Architecture Diagram

Votingbuck's architecture is separated into three areas, the frontend, the backend (described herein), and the data science pipeline.

The frontend is a React app that is served via Nginx.

The backend consists of many parts:

  • Express.js Nodes: these are containerized versions of the Express.js server in this repository.
  • The Nginx server: receives all requests and forwards them to Express.js nodes while balancing the load. It also handles SSL certificates (HTTPS) with Let's Encrypt. Users may interact with it directly via the Swagger interface at api.votingbuck.com.
  • PostgreSQL database: our main database. It contains all the data on politicians, donations, organization, universities, etc. As of April 2022, it contains both real data and dummy data. The data science team is steadily cleaning real data from the Federal Election Commission (FEC) and making it available to us. This database is expected to have around 20 GB of data when mature.
  • In-memory database (Redis): this is an auxiliary database utilized to support the Express.js server and allow for faster queries. For example, the search endpoint utilizes Redis to enable very fast response times in the search bar of the website (i.e. the user will see results as they type in the search box, just like Google).

The data science pipeline is handled by a different team.

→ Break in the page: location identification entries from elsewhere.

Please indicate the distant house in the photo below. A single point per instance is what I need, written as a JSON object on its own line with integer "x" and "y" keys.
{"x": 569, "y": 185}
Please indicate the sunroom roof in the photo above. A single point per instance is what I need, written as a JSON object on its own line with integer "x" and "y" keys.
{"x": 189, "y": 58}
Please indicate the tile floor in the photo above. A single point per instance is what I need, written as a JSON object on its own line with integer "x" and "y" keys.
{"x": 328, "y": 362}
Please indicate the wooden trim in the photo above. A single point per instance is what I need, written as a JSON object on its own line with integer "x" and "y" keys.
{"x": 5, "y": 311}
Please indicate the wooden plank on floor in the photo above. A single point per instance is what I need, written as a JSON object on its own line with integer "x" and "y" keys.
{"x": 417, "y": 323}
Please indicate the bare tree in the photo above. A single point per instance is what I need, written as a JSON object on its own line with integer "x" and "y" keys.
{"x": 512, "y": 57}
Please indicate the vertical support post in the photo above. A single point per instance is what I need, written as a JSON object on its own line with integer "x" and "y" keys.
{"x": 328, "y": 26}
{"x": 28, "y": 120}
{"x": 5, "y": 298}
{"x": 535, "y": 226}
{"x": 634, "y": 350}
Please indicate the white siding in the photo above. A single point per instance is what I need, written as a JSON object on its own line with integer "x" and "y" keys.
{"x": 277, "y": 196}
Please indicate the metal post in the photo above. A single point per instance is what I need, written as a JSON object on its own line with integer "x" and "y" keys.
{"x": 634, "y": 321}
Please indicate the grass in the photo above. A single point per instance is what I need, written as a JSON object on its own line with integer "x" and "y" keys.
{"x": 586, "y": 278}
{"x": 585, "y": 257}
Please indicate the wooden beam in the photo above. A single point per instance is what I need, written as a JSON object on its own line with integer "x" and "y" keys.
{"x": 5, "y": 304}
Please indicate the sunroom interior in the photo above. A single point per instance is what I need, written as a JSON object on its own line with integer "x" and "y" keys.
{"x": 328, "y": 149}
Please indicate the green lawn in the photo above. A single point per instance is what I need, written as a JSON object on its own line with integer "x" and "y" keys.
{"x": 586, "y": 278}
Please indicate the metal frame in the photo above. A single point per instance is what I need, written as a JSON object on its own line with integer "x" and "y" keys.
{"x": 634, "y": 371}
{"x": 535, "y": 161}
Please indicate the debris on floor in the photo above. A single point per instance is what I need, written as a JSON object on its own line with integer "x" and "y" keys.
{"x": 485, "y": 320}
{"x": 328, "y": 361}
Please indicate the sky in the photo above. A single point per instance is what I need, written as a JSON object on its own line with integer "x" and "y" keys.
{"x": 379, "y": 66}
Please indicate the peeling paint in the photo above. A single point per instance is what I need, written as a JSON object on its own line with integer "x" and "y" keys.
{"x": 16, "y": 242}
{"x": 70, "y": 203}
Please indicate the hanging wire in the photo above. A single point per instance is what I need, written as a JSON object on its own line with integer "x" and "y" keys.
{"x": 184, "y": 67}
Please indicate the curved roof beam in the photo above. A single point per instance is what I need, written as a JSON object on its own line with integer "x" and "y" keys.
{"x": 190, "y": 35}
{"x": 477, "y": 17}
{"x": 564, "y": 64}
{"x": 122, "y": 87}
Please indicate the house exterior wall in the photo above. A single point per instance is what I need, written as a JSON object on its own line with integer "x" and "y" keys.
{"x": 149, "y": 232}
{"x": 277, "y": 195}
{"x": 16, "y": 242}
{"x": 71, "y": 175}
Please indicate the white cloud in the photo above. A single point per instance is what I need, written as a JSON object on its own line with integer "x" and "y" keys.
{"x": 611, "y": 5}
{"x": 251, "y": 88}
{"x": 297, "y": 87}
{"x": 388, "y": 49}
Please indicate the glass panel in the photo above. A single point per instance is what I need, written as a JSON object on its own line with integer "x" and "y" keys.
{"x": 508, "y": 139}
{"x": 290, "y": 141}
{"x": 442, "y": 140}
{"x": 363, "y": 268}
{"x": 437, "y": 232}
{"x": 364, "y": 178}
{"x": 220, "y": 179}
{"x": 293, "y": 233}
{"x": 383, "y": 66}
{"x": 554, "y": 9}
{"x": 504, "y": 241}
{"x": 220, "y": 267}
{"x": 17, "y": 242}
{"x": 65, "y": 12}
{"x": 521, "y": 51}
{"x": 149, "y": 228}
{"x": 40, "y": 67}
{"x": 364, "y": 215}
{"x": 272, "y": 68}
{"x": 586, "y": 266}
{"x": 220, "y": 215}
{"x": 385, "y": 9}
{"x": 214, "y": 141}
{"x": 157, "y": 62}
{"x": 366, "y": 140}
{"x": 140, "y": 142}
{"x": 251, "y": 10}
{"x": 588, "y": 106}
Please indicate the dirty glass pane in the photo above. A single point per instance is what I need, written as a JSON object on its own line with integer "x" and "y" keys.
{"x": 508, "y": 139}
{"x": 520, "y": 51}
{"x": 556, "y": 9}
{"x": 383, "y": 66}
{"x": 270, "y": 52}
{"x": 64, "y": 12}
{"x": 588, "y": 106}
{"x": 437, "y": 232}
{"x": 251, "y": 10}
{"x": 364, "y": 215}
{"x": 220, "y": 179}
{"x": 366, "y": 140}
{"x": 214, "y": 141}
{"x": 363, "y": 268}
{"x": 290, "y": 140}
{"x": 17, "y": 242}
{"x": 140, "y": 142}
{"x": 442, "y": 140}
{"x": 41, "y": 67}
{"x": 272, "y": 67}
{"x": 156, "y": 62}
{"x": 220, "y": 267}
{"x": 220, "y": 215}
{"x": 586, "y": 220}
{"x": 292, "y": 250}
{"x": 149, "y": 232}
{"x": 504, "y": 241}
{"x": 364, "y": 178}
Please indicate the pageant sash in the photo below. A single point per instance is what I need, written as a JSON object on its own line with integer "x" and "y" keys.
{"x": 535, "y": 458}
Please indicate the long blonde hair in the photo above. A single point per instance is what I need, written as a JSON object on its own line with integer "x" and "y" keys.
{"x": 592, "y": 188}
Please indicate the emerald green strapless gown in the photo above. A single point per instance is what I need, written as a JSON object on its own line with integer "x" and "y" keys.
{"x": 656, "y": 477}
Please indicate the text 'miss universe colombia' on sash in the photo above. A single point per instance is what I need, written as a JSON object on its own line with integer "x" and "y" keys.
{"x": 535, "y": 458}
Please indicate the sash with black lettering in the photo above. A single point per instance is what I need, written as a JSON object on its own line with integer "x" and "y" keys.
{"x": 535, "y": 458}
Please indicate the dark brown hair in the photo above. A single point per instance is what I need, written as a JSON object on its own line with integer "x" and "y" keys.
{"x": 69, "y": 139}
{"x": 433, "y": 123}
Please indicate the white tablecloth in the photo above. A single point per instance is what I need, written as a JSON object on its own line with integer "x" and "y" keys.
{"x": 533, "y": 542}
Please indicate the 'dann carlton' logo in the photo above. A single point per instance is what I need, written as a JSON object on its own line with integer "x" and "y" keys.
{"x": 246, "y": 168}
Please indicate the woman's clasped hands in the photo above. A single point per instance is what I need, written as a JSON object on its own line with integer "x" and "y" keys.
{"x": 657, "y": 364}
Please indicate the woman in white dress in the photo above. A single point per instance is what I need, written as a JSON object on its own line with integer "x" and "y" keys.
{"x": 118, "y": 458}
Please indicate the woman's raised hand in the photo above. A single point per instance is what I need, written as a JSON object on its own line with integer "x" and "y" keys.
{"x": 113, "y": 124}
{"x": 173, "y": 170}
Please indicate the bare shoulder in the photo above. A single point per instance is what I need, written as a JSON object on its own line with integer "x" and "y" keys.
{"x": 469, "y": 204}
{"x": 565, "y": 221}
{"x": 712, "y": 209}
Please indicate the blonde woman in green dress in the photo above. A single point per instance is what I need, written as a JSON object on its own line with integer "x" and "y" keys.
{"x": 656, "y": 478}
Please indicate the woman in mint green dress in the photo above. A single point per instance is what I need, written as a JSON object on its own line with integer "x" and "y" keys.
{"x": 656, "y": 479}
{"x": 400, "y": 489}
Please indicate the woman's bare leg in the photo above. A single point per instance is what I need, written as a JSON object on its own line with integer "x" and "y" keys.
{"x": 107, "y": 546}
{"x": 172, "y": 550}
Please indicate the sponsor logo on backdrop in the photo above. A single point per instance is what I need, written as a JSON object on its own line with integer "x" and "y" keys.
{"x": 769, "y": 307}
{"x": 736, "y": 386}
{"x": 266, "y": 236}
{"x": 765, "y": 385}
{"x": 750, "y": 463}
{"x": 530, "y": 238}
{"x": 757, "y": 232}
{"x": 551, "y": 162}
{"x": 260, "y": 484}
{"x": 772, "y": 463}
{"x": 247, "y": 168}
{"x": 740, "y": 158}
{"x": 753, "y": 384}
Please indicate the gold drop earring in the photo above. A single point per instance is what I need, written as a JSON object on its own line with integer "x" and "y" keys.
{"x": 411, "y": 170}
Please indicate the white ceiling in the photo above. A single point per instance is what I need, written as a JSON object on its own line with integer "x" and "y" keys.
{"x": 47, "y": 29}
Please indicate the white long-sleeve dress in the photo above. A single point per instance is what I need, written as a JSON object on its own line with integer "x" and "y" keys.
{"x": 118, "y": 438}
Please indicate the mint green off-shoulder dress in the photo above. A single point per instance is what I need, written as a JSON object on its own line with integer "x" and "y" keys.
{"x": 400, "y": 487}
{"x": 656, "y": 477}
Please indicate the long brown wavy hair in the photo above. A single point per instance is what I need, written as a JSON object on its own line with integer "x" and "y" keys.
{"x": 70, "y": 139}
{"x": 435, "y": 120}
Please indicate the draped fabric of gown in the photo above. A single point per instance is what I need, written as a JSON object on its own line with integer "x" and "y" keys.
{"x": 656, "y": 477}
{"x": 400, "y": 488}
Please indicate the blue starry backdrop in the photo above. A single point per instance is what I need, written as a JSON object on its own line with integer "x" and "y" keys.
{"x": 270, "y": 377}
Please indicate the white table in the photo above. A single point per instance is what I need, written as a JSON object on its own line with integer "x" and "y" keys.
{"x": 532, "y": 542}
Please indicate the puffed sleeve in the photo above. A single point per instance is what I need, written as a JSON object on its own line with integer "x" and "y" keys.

Primarily, this portion of the work involves cleaning up data from the Federal Election Commission (FEC) and utilizing political science techniques to get accurate data in a nice, clean format that is accepted by our Postgres database.

AWS Deployment

The following AWS services are used to deploy the backend and frontend

  • EC2: One node is used for the backend containers (Nginx, Redis, express.js) and another one is used for the frontend (Nginx).
  • ECR: Used by both frontend and backend to store Docker images so they can be fetched by EC2. In the backend, the CI/CD pipeline takes care of building images, pushing them to ECR, pulling them from EC2, and more.
  • RDS: Hosts our Postgres database.
  • IAM: sed to manage roles and control access
  • Route 53: DNS server used to control the votingbuck.com domain. Points dev.votingbuck.com to one EC2 node, and api.votingbuck.com to another.

Note: currently, only one version of the app is deployed, which is sufficient but the time being (as at April 2022). In the near future, two deployments (dev & prod) should be considered.

Database Design (Postgres)

By Jack Hillier

Database Schema

The schema is built around donations from organizations (corporations or universities) to recipients (politicians). The donation table contains the information relating to these donations including the receiving politician as a foreign key to the recipient table and the contributing organization as a foreign key to the organization table (donations do not always have a contributing organization).

The organization table contains information relating to the contributing party of a donation which is limited to a university or a corporation. The table contains some fields that are applicable to only one type of organization (e.g., uni_rank for universities and corp_revolvers for corporations). (The field uni_enrollment is deprecated in favor of uni_enrollment_low and uni_enrollment_high.) The registered_voters table contains the count of registered democrats and republicans in an organization along with the year the numbers were collected (the three fields in organization that start with 'reg' are deprecated and replaced by this table.)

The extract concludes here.